The tutoria of the Scholastia Psykana called the procedure inculcati. It involved depositing a fragment — a parsus — of one's own astral self, like a souvenir, within the subconscious of another human. Once detached, the psyker could form a brief link with their target — location and distance notwithstanding — and ride, like some insidious piggyback signal, upon their very senses. It was a poor alternative to remote viewing at the best of times, but — given her difficulty with that discipline, and the Night Lord's guardian warpthings — that was no longer an option.
The inculcati was difficult. It was painful. And it allowed only one chance.
When she'd pushed her way inside Pahvulti's mind, revolted at his cold ambition, acknowledging the probability of his betrayal from the start, she had screwed up her courage, braced herself, and cut away a piece of her soul, pushing it down into the efficient columns of his brain. If she could no longer spy on the Night Lord herself, she'd decided, she'd send this fool on her behalf: to stare through his eyes and hear through his ears.
Which, seated beneath the mezzanine, sweat pricking her brow, moaning with effort and agony as if on some secret childbirth, she did.
And his external temperature at 30.4°C: the result, no doubt, of coolants within his armour. His throne is built of rusted iron and bone, decorated in feathers, and stands at 3.1 metres from base to tip.
Pahvulti's clipped thoughts, spiralling around her like a river.
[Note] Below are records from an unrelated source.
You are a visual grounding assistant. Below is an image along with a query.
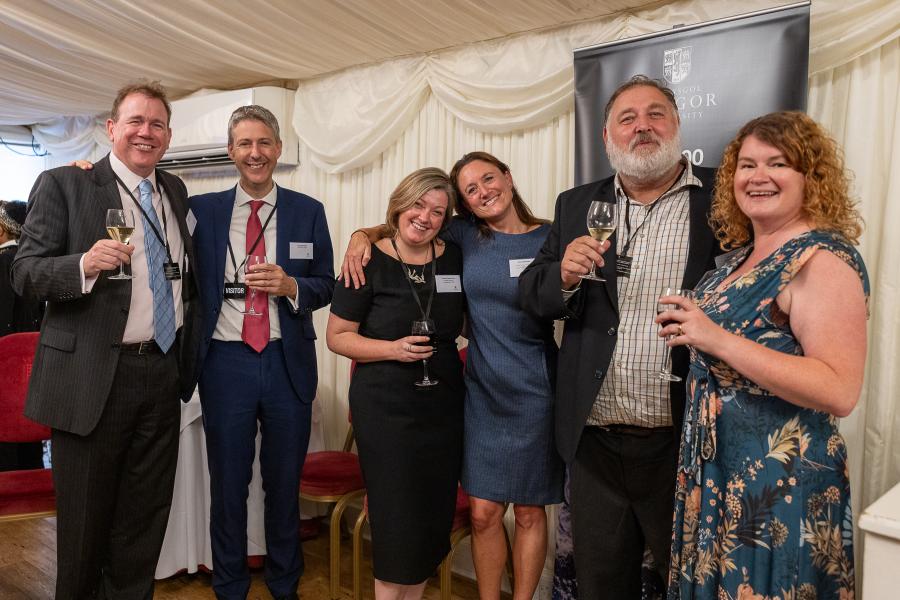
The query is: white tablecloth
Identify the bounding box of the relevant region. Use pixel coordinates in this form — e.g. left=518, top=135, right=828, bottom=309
left=156, top=392, right=325, bottom=579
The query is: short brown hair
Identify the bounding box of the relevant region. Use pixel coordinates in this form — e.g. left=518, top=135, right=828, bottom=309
left=710, top=111, right=863, bottom=248
left=450, top=150, right=549, bottom=238
left=384, top=167, right=456, bottom=237
left=603, top=74, right=678, bottom=126
left=109, top=79, right=172, bottom=125
left=228, top=104, right=281, bottom=146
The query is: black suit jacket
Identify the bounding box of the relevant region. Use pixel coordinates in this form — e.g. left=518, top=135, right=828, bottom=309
left=12, top=156, right=199, bottom=435
left=0, top=246, right=44, bottom=335
left=519, top=167, right=720, bottom=463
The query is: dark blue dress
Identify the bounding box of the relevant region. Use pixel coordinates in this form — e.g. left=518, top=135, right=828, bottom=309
left=669, top=231, right=869, bottom=600
left=447, top=218, right=563, bottom=505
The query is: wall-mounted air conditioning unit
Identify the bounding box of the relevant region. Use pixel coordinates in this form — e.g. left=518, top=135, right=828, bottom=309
left=159, top=86, right=299, bottom=169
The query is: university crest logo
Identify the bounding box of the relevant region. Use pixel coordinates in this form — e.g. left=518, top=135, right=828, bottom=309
left=663, top=46, right=692, bottom=85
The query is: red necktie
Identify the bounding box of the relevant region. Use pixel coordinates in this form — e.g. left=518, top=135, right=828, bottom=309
left=241, top=200, right=269, bottom=352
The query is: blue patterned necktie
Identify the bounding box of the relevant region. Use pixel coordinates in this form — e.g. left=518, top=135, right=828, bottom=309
left=138, top=179, right=175, bottom=352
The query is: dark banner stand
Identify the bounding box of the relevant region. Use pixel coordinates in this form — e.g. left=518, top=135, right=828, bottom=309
left=575, top=2, right=810, bottom=185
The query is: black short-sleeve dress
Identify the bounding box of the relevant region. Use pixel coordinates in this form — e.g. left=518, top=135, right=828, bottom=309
left=331, top=243, right=465, bottom=585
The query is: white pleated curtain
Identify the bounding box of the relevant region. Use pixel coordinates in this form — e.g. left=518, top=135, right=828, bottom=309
left=35, top=0, right=900, bottom=512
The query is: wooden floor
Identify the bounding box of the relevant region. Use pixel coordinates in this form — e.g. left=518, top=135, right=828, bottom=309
left=0, top=518, right=486, bottom=600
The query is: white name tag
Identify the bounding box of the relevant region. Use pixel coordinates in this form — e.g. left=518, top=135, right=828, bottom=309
left=290, top=242, right=312, bottom=260
left=434, top=275, right=462, bottom=294
left=184, top=209, right=197, bottom=235
left=509, top=257, right=534, bottom=277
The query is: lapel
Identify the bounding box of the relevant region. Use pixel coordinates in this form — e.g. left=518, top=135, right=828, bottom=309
left=275, top=185, right=294, bottom=268
left=212, top=186, right=237, bottom=286
left=91, top=154, right=123, bottom=216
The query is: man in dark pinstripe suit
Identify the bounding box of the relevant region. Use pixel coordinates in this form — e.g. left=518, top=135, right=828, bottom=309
left=12, top=83, right=199, bottom=600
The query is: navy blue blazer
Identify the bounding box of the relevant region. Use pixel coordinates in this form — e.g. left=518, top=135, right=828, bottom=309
left=189, top=186, right=334, bottom=403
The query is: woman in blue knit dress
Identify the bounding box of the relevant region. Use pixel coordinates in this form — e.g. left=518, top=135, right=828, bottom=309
left=342, top=152, right=564, bottom=600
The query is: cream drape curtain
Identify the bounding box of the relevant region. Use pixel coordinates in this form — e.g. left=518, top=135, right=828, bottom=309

She fixed her fingers into the rush and concentrated, overwhelmed by alien impressions and thoughts. To see through Pavhulti's eyes was to be immersed in a sensory ocean, ridged by tsunamis of detail and analysis.
At a depth of 1.5km below ice-level, the rock is warm. He is the lord of the underhive — undisputed — and I am at his left. To his right sits his condemnitor. I recognise her from my surveillance locus as Avisette Chianni. She is one of the Shadowkin.